EM uncertainty yields PE deal discounts

Volatility in Asian emerging markets has given way to attractive deal valuations in China and select opportunities in India and Indonesia, say industry players.
 EM uncertainty yields PE deal discounts

The combination of emerging market volatility and uncertainty surrounding China is creating buying opportunities for private equity, say industry executives.

While the recent EM rout and market turbulence has generated short-selling opportunities for hedge funds, it is also providing deal prospects in certain sectors for PE, according to Swiss investment firm Unigestion.

Outside of Chinese e-commerce or consumer staple brands, “GPs [general partners] will be able to buy companies at very attractive valuations”, says Robert Collan, investment manager with Unigeston’s private assets team in Singapore.   

The firm has exposure to Asia across equity long-only strategies and funds of funds investing in private equity and hedge funds, with more than half of its AUM in separately managed accounts.

The continuning bottleneck in China IPOs has led entrepreneurs to seek alternative ways of raising capital, one being private equity, Collan tells AsianInvestor.  

China has been home to seven of the first eight deals by PAG Asia I, a $2.5 billion regional buyout fund that has deployed about half its capital.

“The China market looks quite attractive to us for the kind of deals we are looking for – control or buyout transactions or structured minority investments with downside protection,” David Kim, chief operating officer at PAG Capital, said during a panel at the Borrowers and Investors Forum hosted by AsianInvestor and FinanceAsia this month.

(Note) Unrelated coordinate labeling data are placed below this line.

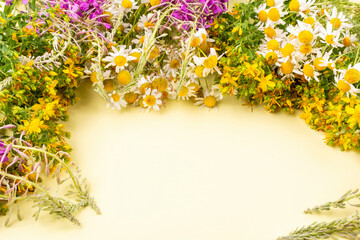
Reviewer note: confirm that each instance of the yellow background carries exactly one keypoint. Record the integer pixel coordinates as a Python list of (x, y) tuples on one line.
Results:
[(188, 174)]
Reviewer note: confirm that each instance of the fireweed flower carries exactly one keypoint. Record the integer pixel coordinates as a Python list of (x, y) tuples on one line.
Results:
[(83, 9), (3, 157), (204, 10)]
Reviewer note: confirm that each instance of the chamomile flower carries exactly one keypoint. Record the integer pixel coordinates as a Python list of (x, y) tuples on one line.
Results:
[(140, 39), (172, 65), (147, 21), (306, 7), (329, 36), (312, 21), (186, 91), (309, 72), (270, 56), (151, 100), (143, 84), (274, 3), (93, 73), (338, 20), (322, 61), (125, 27), (272, 32), (200, 37), (210, 98), (118, 58), (116, 101), (209, 63), (262, 14), (275, 14)]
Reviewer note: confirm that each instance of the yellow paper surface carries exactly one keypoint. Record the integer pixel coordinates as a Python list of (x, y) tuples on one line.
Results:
[(188, 174)]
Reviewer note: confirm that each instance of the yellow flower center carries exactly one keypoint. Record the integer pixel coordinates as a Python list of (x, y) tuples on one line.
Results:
[(154, 53), (309, 20), (199, 71), (270, 32), (318, 62), (126, 4), (273, 45), (210, 101), (194, 86), (130, 97), (343, 86), (148, 24), (329, 39), (174, 63), (204, 37), (335, 22), (155, 2), (262, 16), (144, 86), (124, 77), (271, 57), (183, 92), (195, 42), (352, 76), (305, 37), (137, 56), (270, 3), (287, 67), (210, 62), (160, 84), (294, 5), (274, 14), (287, 50), (115, 97), (120, 61), (347, 42), (305, 49), (331, 66), (93, 77), (108, 85), (150, 100), (308, 70)]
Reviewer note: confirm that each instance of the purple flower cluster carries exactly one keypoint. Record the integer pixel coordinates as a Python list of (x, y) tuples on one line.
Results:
[(83, 9), (205, 10), (9, 2)]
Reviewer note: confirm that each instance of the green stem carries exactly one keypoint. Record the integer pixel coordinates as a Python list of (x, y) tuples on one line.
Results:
[(76, 183)]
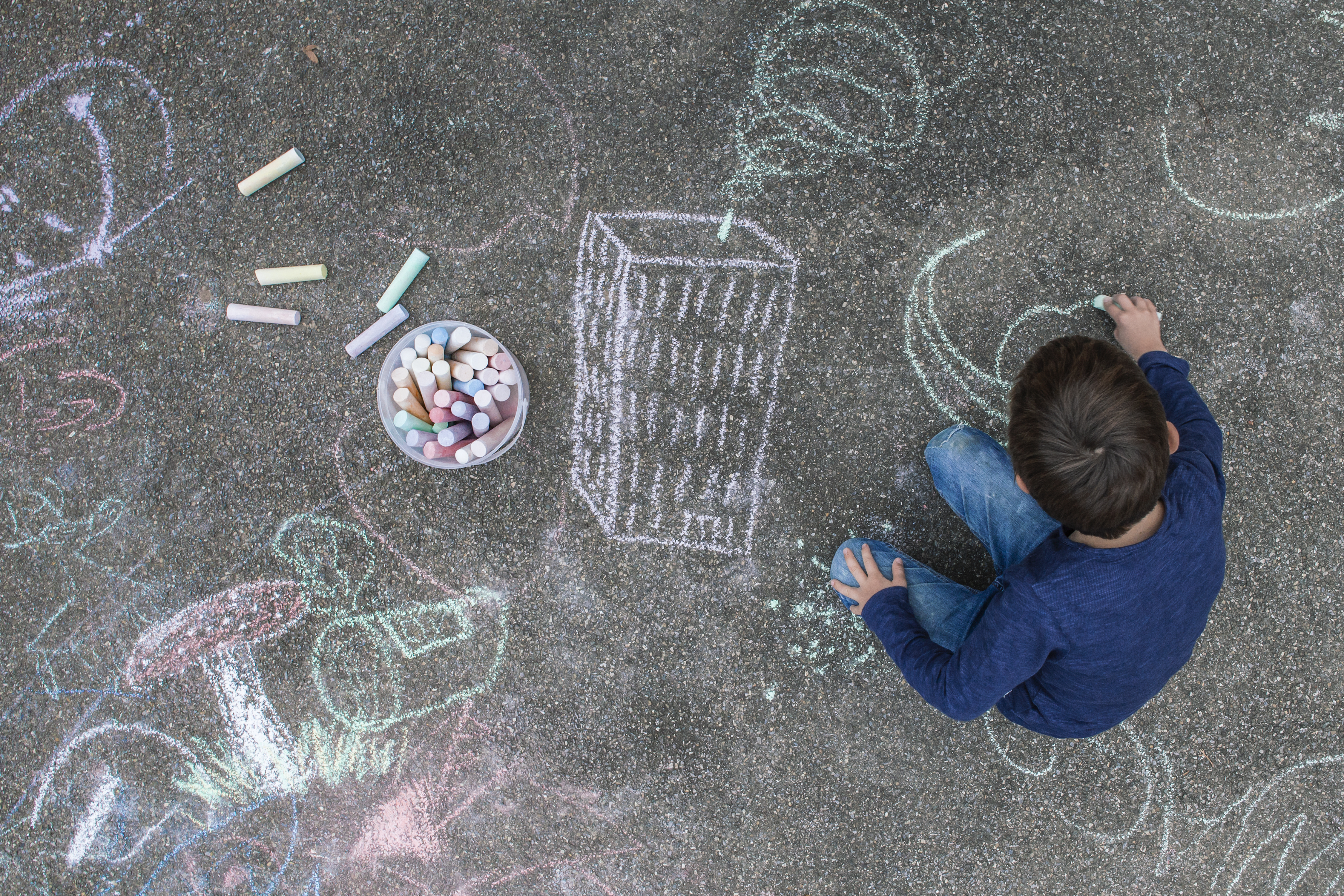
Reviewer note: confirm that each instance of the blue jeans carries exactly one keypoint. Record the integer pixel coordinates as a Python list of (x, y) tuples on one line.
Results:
[(975, 477)]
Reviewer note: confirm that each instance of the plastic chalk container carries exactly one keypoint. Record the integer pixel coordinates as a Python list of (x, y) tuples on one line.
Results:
[(388, 408)]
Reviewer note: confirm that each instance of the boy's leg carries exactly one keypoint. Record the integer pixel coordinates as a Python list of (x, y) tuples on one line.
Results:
[(974, 475), (947, 610)]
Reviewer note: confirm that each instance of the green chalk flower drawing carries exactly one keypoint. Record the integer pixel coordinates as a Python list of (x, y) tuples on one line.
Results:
[(835, 79), (380, 667)]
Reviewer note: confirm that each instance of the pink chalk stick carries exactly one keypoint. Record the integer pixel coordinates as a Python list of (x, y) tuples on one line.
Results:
[(491, 441), (486, 402)]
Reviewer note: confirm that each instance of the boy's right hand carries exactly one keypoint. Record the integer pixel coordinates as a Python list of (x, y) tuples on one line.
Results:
[(1138, 328)]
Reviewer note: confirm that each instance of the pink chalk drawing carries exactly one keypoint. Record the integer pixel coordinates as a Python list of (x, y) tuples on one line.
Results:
[(80, 400), (218, 633), (426, 828), (52, 132), (560, 218)]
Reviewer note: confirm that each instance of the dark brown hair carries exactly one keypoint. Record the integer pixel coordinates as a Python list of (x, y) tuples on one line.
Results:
[(1088, 435)]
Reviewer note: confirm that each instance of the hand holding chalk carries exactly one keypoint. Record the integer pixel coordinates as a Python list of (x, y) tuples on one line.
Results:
[(1138, 324)]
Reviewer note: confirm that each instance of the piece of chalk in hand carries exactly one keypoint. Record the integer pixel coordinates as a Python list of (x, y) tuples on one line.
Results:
[(259, 315), (294, 274), (404, 279), (380, 328), (269, 172), (1100, 304)]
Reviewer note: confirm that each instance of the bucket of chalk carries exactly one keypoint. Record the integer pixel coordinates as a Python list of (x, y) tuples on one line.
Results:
[(452, 395)]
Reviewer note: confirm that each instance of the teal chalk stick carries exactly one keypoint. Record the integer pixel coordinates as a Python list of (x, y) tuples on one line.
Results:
[(404, 279), (405, 421)]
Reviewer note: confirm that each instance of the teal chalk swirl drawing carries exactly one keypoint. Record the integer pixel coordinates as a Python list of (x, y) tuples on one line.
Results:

The Shanghai Stock Exchange is trading at a price-to-earnings ratio of between 9-10 times, which has had the effect of lowering expected deal valuations, Collan says. “Those are attractive levels” for PE investors in China.

An anticipated China credit crunch, which has contributed to a damped market sentiment, is also a source of investment opportunities.

“There is a credit issue in China, but that you can also play that credit,” says Collan. “While there is risk in the system, there are also managers on the private equity side who can make use of those markets which are in a bit of distress, and invest in those opportunities.”

For example, US distressed specialists Oaktree Capital, Farallon and Och-Ziff were among the 10 cornerstone investors in the IPO of distressed mainland debt manager China Cinda Asset Management, which listed in Hong Kong in December at the top of its price range.

Other countries in emerging Asia also offer opportunities, but in specific sectors. Collan cites as an example the healthcare sector in India.

However, the Sensex has had been buoyed by a bull run that reached a five-year high this week, thereby impacting deal valuations. “Generally, [PE] funds are having issues today because valuations have not come down very much,” he says.

PE hotspot Indonesia, while attractive due to the size of the market, is also one with select opportunities. “We are being fairly careful because we believe that when an economy is very much emerging, the amount of deal flow that you might get as a manager is not extremely high," says Collan, “but it’s improving.”

While concerns about future EM volatility are expected to reduce institutional inflows into EM-focused PE funds, a recent joint study by Harvard Business School and US-based Bella Research Group maintains that PE “is likely to be one of the few avenues to gain exposure” to investment opportunities in fast-growing emerging markets.

Both emerging and developing markets are cyclical, says Collan. With any PE fund with a 10-year lifecycle, “you will have a downturn, come what may”. He adds: “You need to find the best managers in the region irrespective of the countries they are investing in.”